We encouraged her to make the call because otherwise the error would not only show up in this story, but in future stories that live forever in digital archives and which other news reporters and private citizens doing research on the Internet then repeat to their own online communities. I
The repetition of intentional falsehoods or innocent mistakes is how utter nonsense becomes lodged in people’s minds even when it has no basis in fact. Inaccurate information, repeated and shared via social media, thus becomes “truth” for many people.
Think of the“birther” conspiracy which held that former President Barack Obama was born in Kenya and therefore was ineligible to be president. The lie was concocted and spread via conspiracy websites, social media and talk radio, and many Americans — including more than half of Republicans — still believed Obama was foreign-born more than a year after he left office.

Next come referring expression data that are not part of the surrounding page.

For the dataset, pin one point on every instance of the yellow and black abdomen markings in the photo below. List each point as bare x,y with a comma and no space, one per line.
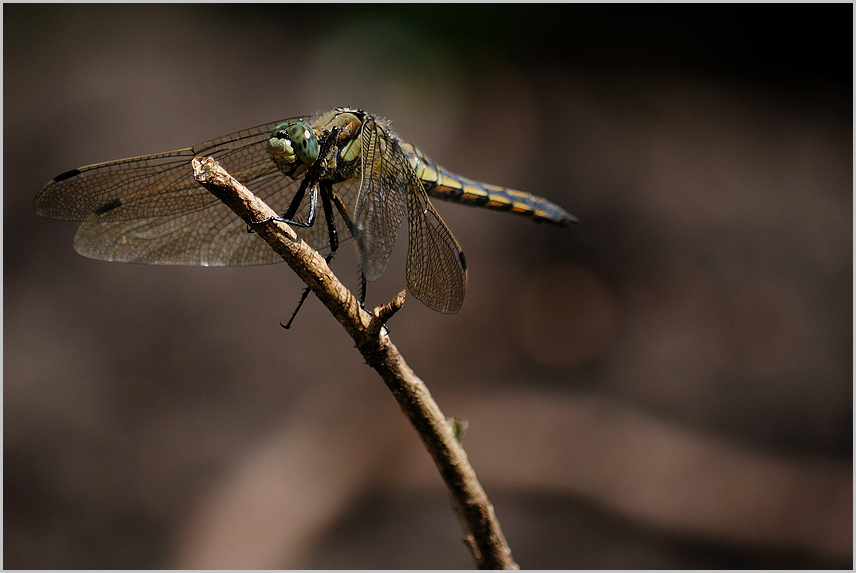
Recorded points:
447,186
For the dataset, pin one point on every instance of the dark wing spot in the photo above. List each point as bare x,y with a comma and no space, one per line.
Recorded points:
67,175
107,207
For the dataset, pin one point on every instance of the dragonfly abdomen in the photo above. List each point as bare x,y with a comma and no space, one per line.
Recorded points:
447,186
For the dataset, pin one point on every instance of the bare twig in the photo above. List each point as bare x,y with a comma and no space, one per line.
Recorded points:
483,533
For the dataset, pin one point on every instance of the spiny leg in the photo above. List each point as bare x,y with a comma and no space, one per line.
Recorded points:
326,193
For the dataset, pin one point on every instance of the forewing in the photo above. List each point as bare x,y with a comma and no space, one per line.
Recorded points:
436,267
380,203
149,209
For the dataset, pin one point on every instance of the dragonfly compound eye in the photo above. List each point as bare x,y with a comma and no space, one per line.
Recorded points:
304,141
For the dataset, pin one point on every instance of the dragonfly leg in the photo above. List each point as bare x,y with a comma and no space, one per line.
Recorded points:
327,207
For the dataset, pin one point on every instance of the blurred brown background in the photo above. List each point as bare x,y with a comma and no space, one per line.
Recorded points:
666,385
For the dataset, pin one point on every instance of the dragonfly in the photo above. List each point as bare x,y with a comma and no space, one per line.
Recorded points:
347,165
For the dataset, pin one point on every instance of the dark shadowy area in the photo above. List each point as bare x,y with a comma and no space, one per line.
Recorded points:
707,291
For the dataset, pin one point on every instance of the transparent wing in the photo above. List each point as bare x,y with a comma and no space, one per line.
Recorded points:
380,204
436,267
149,209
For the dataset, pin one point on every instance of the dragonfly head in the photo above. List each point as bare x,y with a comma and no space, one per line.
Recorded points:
294,147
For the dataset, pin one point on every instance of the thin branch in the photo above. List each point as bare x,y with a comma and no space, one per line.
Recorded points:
483,533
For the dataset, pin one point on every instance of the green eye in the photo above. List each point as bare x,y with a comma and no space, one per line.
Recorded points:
304,142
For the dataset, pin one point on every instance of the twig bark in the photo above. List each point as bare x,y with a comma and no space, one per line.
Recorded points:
483,533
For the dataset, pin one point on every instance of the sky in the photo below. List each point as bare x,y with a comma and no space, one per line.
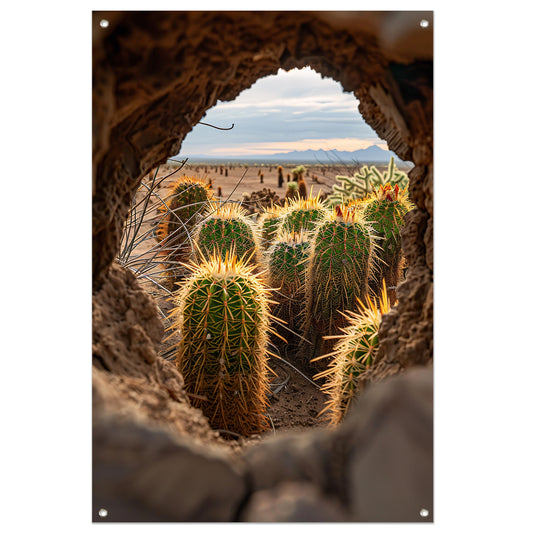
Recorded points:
294,110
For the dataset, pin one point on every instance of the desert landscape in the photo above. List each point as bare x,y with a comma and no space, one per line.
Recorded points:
295,400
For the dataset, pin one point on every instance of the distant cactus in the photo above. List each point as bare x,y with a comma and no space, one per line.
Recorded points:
225,228
303,214
298,172
286,264
269,222
364,182
223,319
179,213
302,188
280,177
292,190
341,261
386,211
353,353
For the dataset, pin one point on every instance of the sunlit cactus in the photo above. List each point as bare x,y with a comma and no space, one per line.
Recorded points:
364,182
354,352
286,263
227,228
179,213
386,210
304,214
223,320
341,262
269,221
292,190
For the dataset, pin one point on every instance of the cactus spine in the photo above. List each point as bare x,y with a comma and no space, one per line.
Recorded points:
386,211
354,352
227,228
303,214
269,222
286,262
364,182
341,261
180,211
223,316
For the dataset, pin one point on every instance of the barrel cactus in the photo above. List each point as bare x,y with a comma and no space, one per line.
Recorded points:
227,228
223,319
354,352
179,212
341,262
286,264
187,199
303,214
269,222
386,210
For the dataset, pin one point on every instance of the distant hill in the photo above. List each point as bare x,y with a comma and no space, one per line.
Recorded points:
372,154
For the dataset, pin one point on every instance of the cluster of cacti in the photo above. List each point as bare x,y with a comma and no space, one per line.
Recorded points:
269,222
319,264
354,352
223,318
286,266
303,214
386,210
226,228
364,182
341,261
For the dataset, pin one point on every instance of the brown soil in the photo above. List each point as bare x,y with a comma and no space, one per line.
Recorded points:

Another widely accepted falsehood is that vaccinating children against infectious disease can cause autism, and an ongoing outbreak of measles in the US (more than 100 cases in 10 states only 14 years after the disease was believed to have been eradicated in the United States) has been linked to parents refusing to have their children vaccinated on religious or moral grounds.
Once an errant “fact” is widely established, it’s difficult to undo.
Think of the “Pizzagate” conspiracy that was concocted and spread by Russian hackers and American conspiracy nuts during the 2016 presidential campaign. More than one-third of American adults said they believed it was likely that Hillary Clinton and other leading Democrats were running a child sex ring out of the basement of a Washington pizza restaurant. A North Carolina man who decided to investigate the claim fired three shots inside the restaurant and later expressed surprise that what he had read on the Internet wasn’t true.
What does that mean for you?
Correct errors promptly before they become accepted “fact” that you might never live down.